Essentially what you are arguing is that historical preservation limits the supply of new housing, and that this limited supply coupled with high demand pushes up housing prices and reducing housing affordability. However, I think the role of historical preservation in this is overstated. Take the case of the condo boom in Toronto over the last decade. Certainly investment in new housing stock in downtown is at or near an all time high, but does this mean that housing in downtown Toronto is becoming more affordable? Hulchanski's "Three Cities" would appear to indicate otherwise. Perhaps investment itself is a cause of increasing affordability problems.

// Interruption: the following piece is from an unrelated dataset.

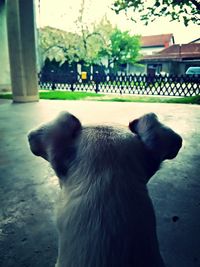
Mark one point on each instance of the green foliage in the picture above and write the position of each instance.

The notion that private market forces can produce "affordable" housing I think only works with a very limited notion of affordability - measuring affordability as the price of a dwelling relative to the price of another dwelling). A more holistic definition of affordability is one that measures the price of a dwelling relative to income. Under this definition, it is the case the private market forces cannot produce affordable housing as it is simply uneconomical.
Well, from a simplistic assessment, what you're saying seems to make sense. But I think the problem is a little bit more deep than that. Investment typically leads to falling prices. In almost all industries. Agriculture, electronics, textiles, etc. More investment means more productive capacity, economies of scale and all that.
Housing is no different, except for one thing: leverage.
When I can go and get a pre-approved mortgage for $750,000 and you can too, there's little standing in the way between you and I bidding up a $620,000 property to $700,000 if we both want it. But that's no investment. That's debt sloshing around the market, which is a result of loose monetary policy on the part of the government -- or, more simply: money printing.
Frshly created money through loose interest rates, go chasing assets. And they all too often end up chasing speculative instruments: real estate, stocks, commodities, etc.
So, investment does not lead to a drop in affordability: price inflation through debt monetization is.
Economic history is on my side, too: from the period of 1830 to 1971, house prices tracked wage trends. It was only in the post Bretton-Woods era of massive credit expansion, have we seen a sustained trend of housing price to income divergence.